It is that time of a year again. Spring in Croatia is in the past few years less associated with warmer weather or need to go on fast diet and more with activity Jutarnji list recently branded "May Games". This season, like many before, are going to be time when Croatians become obsessed with their nation's increasingly distant and decreasingly relevant past - usually at the expense of present day and future.
The season unofficially begins with April 10th - 68th anniversary of the creation of Independent State of Croatia, which is opportunity to all those closet or open sympathisers of that entity to express their feelings towards that chapter of Croatian history. Then comes April 22nd - 64th anniversary of liberation of Jasenovac Concentration Camp. Next important day is May 4th - 29th anniversary of Josip Broz Tito, which is opportunity of all of his supporters and fans to express their sadness over premature passing of a man who could have, in their way, prevented misery in which many live now. Then comes May 8th - 64th anniversary of a day when Tito's Partisans entered Zagreb, which some call liberation, while other call occupation.
Then comes May 15th - 64th anniversary of a surrender of Axis forces in Balkans, which triggered series of events in Croatia known as Bleiburg massacre. The season ends with 68th anniversary of formation of Sisak Partisan Detachment, the very first partisan unit in Croatia, former Yugoslavia (and, according to some hagiographic sources, entire Europe). The last day is also celebrated as public holiday in Croatia, known as Antifascist Struggle Day.

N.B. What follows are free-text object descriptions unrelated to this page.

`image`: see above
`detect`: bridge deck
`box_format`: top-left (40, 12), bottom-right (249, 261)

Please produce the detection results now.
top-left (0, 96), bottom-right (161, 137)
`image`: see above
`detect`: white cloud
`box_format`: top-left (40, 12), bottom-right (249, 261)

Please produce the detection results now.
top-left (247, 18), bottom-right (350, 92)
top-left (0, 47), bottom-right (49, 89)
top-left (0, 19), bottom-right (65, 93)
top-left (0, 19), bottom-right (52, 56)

Needless to say, any mention of such days during May History season is opportunity for supporters of WW2 winners and losers to attack each other, treating any celebration or memorial service of such dates as unforgivable crime against historical memory and hundreds of thousands of innocent victims. Another ingredient of a debate, which tends to increase in intensity with each passing year, is discreet involvement of government and establishment media whose commentators tend to suggest - although not with much vigour and conviction - that modern Croatia has evolved out of "tragic ideological differences of 20th Century" and became "modern European liberal democracy".
Unfortunately, May History season of 2009 coincides with local elections which means that ruling HDZ party will shift to the right and give tacit blessing to the expressions of righteous right-wing anger over "evil Communists butchering innocent Croatian patriots" at the end of WW2. One of such examples happened during 2007 parliamentary elections campaign when Ratko Maček, while discussing mass graves in Slovenia, briefly mentioned that Tito and his Partisans murdered 450,000 people - which is probably on the same levels of historical accuracy as Serbian claims of 1 million Serbs butchered in Jasenovac.

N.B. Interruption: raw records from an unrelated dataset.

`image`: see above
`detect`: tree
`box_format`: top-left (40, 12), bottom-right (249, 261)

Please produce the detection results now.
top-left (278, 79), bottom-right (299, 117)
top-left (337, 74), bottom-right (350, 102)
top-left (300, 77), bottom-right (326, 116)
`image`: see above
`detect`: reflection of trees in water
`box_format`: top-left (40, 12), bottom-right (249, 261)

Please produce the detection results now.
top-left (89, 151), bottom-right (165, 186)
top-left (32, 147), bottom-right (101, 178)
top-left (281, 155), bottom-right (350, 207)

This time, the major theme of May Games season is "discovery" of a mass grave in Huda jama in Slovenai, where remains of hundreds, probably thousands people have been found. This isn't something of a news in Slovenia - where it was, predictably, already used in their own Left vs. Right struggle. However, in Croatia it created sensation despite the fact that nobody knows whose remains were in that pit. Until proper investigation - for which few people have some palpalbe interest - is conducted, the mass grave could be filled with remains of Croatian Ustashas, Slovenian Home Guard, Russian anti-Communist volunteers (Circassians), Serbian Chetniks, Wehrmach soldiers or - which is probably most likely - mix of all above.
Faced with outrage over Partisan crimes, Mladen Bajić, Prosecutor General of Croatia launched high-profile investigation against alleged perpetrator. The name of a target shows how serious this investigation is going to be. Simo Dubajić, Partisan commander who took part in massacre and in early 1990s publicly bragged about "killing Ustashas" as born-again Serb nationalist only to express remorse in 2006 tell-all book, is 86-year old man at deathbed in Belgrade. If that man ever goes on trial - which is, based on the state of his health, highly unlikely - the public perception is going to be as pathetic and anti-cathartic as 1986 process that former Yugoslav authorities had against Andrija Artuković, Pavelić's minister of internal affairs, who was condemned to death only to have his execution postponed due to senility. And even if Serbia allows its citizen to be extradited, it is very possible that jurisdiction dispute with Slovenia (where crimes actually took place) would further complicate already bad relations between two countries.
That doesn't mean that there won't be any trial. In absence of government reacting against Communist crime, few enterprising individuals gathered in Croatian Cultural Movement (Hrvatski uljudbeni pokret) are announcing their brand of vigilante. After creating their own self-appointed Lustration Court, they are going to picket homes of old Partisans and Communist-era officials allegedly involved in Bleiburg massacre and "other crimes against Croatian people" and demand that the accused come out and "publicly express regret". Needless to say, most people associated with their movement used to belong to the far right of Croatian politics in 1990s. Their crusade, if put in practice, is most likely to resemble burning crosses and other acts of extremist intimidation in American South.
In normal circumstances, all this could be brushed away as inevitable election season folklore. In these economic conditions, however, exploiting ideological divisions for the purpose of short-term political gain might have same disastrous long term consequence as in 1930s.